60 companies including Adobe, Best Buy, and Ralph Lauren commit to interviewing at least one BIPOC candidate for every senior level job

  • More than 60 companies have signed a pledge to interview at least one BIPOC (Black, Indigenous, person of color) for roles at the VP level or higher.
  • Signatories include Adobe, Best Buy, Ralph Lauren, Amerisource Bergen, Survey Monkey, and Ancestry of Ancestry.com.
  • The pledge comes amid a corporate reckoning over the lack of diversity and inclusion across sectors. More employees and consumers are holding CEOs accountable for change.
  • The initiative was created by Parity.org, a nonprofit organization that was first created to encourage companies to interview women for executive positions. Signatories of the original pledge around gender include Amex, Nasdaq, Cisco, and Lyft.
  • "What [we] have found with the pledge in support of women is that companies that make a public commitment are more likely to follow through to action and be intentional than those that made only an internal commitment," Cathrin Stickney, Parity CEO and founder, told Business Insider.

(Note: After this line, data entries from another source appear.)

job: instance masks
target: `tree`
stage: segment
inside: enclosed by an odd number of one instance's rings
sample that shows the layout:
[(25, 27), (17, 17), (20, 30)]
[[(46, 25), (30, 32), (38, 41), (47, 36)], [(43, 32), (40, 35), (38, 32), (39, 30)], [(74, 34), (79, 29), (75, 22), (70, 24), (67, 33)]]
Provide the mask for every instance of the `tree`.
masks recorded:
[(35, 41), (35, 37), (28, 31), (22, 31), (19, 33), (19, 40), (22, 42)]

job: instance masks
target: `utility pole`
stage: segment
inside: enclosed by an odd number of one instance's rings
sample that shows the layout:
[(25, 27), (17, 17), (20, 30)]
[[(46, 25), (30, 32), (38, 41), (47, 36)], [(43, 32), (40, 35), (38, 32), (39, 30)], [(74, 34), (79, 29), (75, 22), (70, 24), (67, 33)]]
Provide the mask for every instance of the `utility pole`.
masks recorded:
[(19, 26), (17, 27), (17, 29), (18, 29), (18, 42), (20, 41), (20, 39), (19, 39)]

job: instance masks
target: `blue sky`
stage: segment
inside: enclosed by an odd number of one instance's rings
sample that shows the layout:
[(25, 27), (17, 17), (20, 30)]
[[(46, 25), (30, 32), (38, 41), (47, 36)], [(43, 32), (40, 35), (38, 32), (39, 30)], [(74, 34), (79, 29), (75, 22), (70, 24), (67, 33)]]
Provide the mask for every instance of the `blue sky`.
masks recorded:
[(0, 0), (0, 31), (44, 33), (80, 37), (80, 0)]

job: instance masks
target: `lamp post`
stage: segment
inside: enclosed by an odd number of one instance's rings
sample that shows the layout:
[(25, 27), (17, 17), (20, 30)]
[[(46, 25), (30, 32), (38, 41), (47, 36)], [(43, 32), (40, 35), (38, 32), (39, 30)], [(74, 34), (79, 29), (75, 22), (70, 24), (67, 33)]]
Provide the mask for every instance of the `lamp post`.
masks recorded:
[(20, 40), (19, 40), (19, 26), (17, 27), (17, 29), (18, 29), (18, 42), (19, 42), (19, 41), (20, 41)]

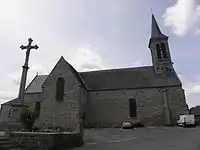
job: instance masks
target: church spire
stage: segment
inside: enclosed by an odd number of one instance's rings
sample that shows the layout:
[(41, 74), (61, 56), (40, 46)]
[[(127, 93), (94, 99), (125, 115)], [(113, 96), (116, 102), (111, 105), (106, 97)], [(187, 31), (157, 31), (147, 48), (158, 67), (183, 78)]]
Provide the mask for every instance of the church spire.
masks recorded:
[(159, 37), (167, 37), (166, 35), (162, 34), (158, 23), (152, 14), (152, 21), (151, 21), (151, 38), (159, 38)]

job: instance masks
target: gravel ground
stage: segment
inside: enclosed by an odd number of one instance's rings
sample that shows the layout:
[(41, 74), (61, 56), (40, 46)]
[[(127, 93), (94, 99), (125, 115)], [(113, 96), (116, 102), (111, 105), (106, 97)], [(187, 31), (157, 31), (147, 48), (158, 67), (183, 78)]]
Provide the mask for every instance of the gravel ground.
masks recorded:
[(86, 129), (84, 142), (74, 150), (200, 150), (200, 127)]

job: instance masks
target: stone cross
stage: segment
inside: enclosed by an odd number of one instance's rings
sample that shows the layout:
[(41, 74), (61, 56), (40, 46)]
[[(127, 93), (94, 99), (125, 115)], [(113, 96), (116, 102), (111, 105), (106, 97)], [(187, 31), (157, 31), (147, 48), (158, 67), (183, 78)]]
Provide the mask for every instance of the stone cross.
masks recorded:
[(22, 66), (23, 71), (22, 71), (22, 76), (21, 76), (21, 82), (20, 82), (20, 88), (19, 88), (19, 95), (18, 98), (21, 102), (21, 104), (24, 104), (24, 91), (25, 91), (25, 86), (26, 86), (26, 79), (27, 79), (27, 72), (28, 72), (28, 61), (29, 61), (29, 55), (31, 49), (38, 49), (39, 47), (37, 45), (32, 46), (33, 40), (31, 38), (28, 39), (28, 45), (27, 46), (20, 46), (22, 50), (26, 49), (26, 59), (24, 66)]

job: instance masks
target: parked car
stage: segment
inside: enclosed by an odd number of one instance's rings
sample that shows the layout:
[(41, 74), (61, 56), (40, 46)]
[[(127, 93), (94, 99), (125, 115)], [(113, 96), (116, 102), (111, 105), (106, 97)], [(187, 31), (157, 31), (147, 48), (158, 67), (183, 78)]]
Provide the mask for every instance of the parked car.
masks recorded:
[(182, 127), (196, 126), (194, 115), (180, 115), (177, 120), (177, 125)]
[(133, 124), (130, 121), (122, 121), (122, 128), (123, 129), (132, 129)]

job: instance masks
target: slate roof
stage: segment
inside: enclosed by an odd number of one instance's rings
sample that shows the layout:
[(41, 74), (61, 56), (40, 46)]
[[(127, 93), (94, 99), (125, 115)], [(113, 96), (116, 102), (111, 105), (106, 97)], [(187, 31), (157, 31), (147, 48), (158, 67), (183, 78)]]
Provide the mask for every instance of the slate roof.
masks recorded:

  • There is no deadline or accountability measures included in the pledge. However, Stickney said in part, "public commitments equate to increased accountability."

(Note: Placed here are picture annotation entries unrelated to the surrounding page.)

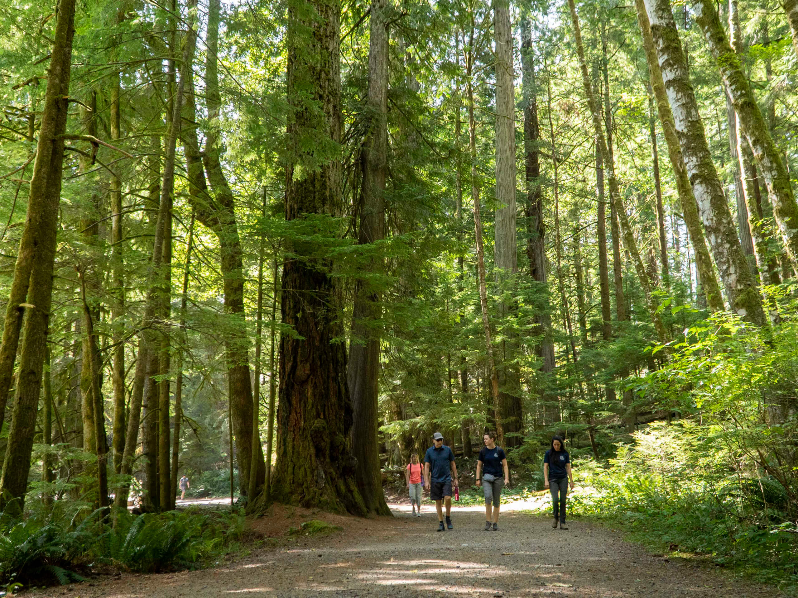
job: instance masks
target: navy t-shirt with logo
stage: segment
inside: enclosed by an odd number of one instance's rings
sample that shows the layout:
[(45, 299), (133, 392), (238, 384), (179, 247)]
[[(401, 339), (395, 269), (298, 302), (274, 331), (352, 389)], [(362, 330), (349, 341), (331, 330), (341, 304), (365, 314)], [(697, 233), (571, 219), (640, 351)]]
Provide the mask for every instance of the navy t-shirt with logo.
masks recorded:
[(485, 474), (495, 475), (501, 478), (504, 474), (504, 468), (502, 467), (501, 462), (507, 458), (504, 454), (504, 449), (501, 447), (495, 447), (489, 449), (483, 447), (480, 451), (480, 461), (482, 462), (482, 471)]
[(567, 450), (559, 450), (555, 453), (549, 449), (546, 451), (546, 456), (543, 457), (543, 462), (549, 464), (550, 480), (561, 480), (568, 477), (568, 471), (565, 469), (565, 466), (571, 462), (571, 456)]
[(454, 461), (454, 453), (446, 445), (437, 449), (430, 447), (424, 455), (424, 462), (429, 463), (430, 482), (448, 482), (452, 479), (452, 468), (449, 466)]

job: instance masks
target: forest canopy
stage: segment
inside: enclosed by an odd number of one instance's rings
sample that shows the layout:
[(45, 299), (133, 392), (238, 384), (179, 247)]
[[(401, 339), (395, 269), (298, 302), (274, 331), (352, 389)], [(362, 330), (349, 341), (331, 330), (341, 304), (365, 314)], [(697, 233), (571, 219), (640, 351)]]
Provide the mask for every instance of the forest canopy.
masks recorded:
[(587, 511), (733, 512), (798, 574), (795, 2), (0, 24), (2, 517), (184, 474), (389, 514), (434, 431), (473, 467), (495, 431), (529, 492), (558, 434)]

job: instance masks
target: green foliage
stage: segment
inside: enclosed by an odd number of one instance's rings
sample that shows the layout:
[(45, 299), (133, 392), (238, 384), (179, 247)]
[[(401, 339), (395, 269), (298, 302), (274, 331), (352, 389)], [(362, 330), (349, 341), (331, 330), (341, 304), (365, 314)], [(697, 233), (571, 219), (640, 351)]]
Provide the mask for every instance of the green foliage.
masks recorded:
[(223, 511), (104, 517), (101, 509), (87, 514), (65, 502), (22, 521), (0, 513), (0, 584), (67, 584), (98, 564), (140, 572), (196, 568), (228, 549), (245, 524)]
[(298, 528), (289, 528), (288, 533), (302, 536), (329, 536), (333, 532), (337, 532), (339, 529), (343, 529), (343, 528), (340, 525), (334, 525), (331, 523), (322, 521), (321, 519), (311, 519), (309, 521), (302, 521)]

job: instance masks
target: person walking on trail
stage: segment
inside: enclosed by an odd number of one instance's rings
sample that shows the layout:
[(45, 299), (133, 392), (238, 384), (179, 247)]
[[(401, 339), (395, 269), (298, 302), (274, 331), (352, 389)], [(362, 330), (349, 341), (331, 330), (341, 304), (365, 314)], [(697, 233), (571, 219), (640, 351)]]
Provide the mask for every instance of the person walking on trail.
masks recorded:
[(485, 531), (498, 531), (501, 489), (510, 483), (510, 470), (504, 450), (496, 447), (496, 434), (485, 432), (482, 438), (485, 446), (476, 461), (476, 485), (485, 495)]
[(446, 527), (452, 529), (452, 485), (456, 488), (457, 466), (454, 463), (454, 453), (444, 446), (440, 432), (433, 435), (433, 444), (424, 455), (424, 478), (429, 486), (429, 498), (435, 501), (438, 512), (438, 531), (444, 531), (443, 503), (446, 502)]
[(574, 476), (571, 473), (571, 455), (565, 450), (565, 443), (559, 436), (551, 439), (551, 448), (543, 457), (543, 487), (551, 492), (554, 503), (554, 522), (551, 527), (567, 529), (565, 525), (565, 502), (568, 494), (568, 484), (574, 490)]
[[(405, 469), (405, 483), (410, 490), (410, 505), (414, 517), (421, 516), (421, 492), (424, 490), (424, 478), (421, 478), (422, 467), (418, 462), (418, 453), (410, 455), (410, 462)], [(417, 507), (418, 513), (416, 512)]]

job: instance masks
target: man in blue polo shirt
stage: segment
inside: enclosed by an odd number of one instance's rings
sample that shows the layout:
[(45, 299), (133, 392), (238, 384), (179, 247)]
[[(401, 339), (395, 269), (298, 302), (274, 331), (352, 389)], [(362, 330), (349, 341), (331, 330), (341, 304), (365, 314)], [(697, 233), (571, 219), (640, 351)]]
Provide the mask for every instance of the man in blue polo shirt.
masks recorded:
[(444, 446), (444, 437), (440, 432), (433, 435), (434, 444), (427, 449), (424, 455), (424, 478), (429, 487), (429, 498), (435, 501), (438, 511), (438, 531), (444, 531), (444, 513), (442, 502), (446, 502), (446, 526), (451, 529), (452, 525), (452, 484), (457, 487), (457, 466), (454, 464), (454, 453), (448, 447)]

  • Diversity researchers at the University of Colorado's Leeds School of Business found in a 2016 study that in order to make a statistical change in hiring a BIPOC or female professional, there needs to be two or more BIPOC or female candidates to adequately increase the chances.
  • Stickney founded Parity.org in 2017 after she read The World Economic Forum's prediction that it would take more than 200 years to reach gender parity at the executive and board levels.